Is this diet safe?
First, if you're thinking of this as a "diet" and planning to do it and then stop, this probably is not the program for you. This is about lifestyle change. My goal is for you to feel so good, and be so healthy, that you will not WANT to return to your old ways of eating! Now, as far as safety, yes a ketogenic (fat burning) diet is safe. It's been around for over a century and has been used throughout that time to treat epilepsy and diabetes. A well formulated low carb, moderate protein, and high fat diet has been proven time and again to be effective in weight loss, with very few potential adverse effects. The trick is to do it right. Eat real, clean, whole foods. Eat healthy, natural fats. Eat organic vegetables and grass-fed or free range animal products as much as possible. Most adverse effects are related to "kept flu" which occurs as your body is learning to burn fat for fuel. But those symptoms can be minimized or even eliminated with a little help from your coach.
Do I have to give up carbs?
No! We will work together to figure out your own personal carbohydrate tolerance. Lots of people can get into and maintain ketosis with as much as 75-100 grams of carbs per day! Others have to keep it under 50, or even as low as 20. We won't know till we try. The healthiest carbs are always available to you though - green leafy vegetables, cruciferous vegetables, and some berries. I'll teach you how to make them taste amazing! And, I promise if you stick it out, you'll stop craving the breads and other carb-age you're used to eating. You won't even miss it! Plus you'll get to try new low carb sweets and snacks that'll have you forgetting all about the old junk. Even better, over time you'll be able to tolerate more, so an occasional piece of cake is not out of the question!
Can I have my wine?
Well, not at first. That's tough for some people to accept. But in the early phases of switching to a fat burning metabolism, you'll want to avoid alcohol entirely. After a couple weeks, I'll teach you the best choices for a little indulgence and how to tell if it's throwing you off and stalling your success. Some people can tolerate red wine, others can't. Beer is pretty much off the table... think about it... it's made from grains! It's pretty much liquid bread! Most liquors however are going to be OK! So, don't give up, just be patient!
I love cheese! Is dairy OK on this diet?
Another "that depends" answer. And, another caution that this is NOT a "diet" you're going on for a short time. There's a lot of variability with dairy. Milk is a no-no. It causes so much trouble, maybe I'll blog about it at some point. Many people do just fine with cheeses and creams though. For some however, it's a trigger food that they tend to overeat. If that's the case, it may have to be sidelined for a little while. Generally, you'll want to eat no more than 4 ounces of cheese per day. In addition, sometimes when someone isn't getting results, I'll recommend a trial off dairy to see if it's the culprit.
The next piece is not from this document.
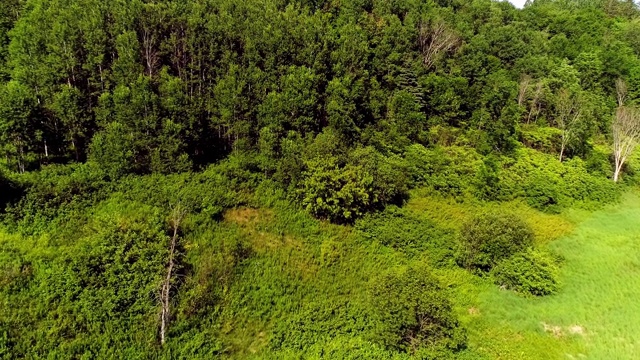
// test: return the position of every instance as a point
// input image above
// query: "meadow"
(593, 316)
Often it is! Many people have dairy intolerance and don't even know it until they come off it. So... let's work the program and see what your body likes and dislikes, instead of worrying about every little food.
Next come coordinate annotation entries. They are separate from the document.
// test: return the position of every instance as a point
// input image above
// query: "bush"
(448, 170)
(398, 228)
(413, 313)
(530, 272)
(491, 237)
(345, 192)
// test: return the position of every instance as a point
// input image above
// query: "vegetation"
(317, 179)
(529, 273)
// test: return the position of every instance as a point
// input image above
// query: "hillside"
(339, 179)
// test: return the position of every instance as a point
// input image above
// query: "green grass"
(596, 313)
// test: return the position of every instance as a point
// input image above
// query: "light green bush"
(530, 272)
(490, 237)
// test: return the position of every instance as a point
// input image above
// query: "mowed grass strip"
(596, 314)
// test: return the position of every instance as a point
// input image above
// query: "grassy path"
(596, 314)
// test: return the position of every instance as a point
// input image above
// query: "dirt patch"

Won't eating fat raise my cholesterol?
The short answer is no, not at all. We'll get into this in your FaBu-liscious education. For now, just know that dietary cholesterol the fat you eat) does not effect your blood cholesterol. High cholesterol, more specifically high triglycerides, comes from the liver creating cholesterol to try to combat the effects of a diet high in carbs and processed foods.
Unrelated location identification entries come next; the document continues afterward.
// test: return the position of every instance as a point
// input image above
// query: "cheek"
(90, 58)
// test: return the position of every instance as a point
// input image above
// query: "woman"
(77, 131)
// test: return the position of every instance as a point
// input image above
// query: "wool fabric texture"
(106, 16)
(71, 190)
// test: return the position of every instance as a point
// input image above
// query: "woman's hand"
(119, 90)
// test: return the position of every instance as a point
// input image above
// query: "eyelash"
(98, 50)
Is this like Adkins? And what about ketoacidosis?
The Adkins diet was super popular in the early and mid 1990s. It was based on a ketogenic diet, and many people had success. However, it was flawed in that (1) there was no way to ensure ketosis so people didn't feel very good on it, (2) it allowed for entirely too much protein which led to some side effects, and (3) the later phases suggested a return to previous eating patterns so people gained their weight back. We know now how to properly formulate diet and exercise to get it right! As far as ketoacidosis, that is a common misunderstanding. Only type 1 diabetics are physiologically capable of getting into trouble with ketones. The rest of us produce insulin, which keeps the process in check. Nutritional ketosis, a state of burning fat for fuel, is totally safe and very effective. It involves a much lower level of blood ketones, not even close to the levels seen in ketoacidosis. Those with type 2 diabetes need to be careful with a ketogenic diet, but it's because it works so well that they need to closely monitor blood sugars and be very careful with dosing insulin. Ketoacidosis is simply not a concern with this lifestyle.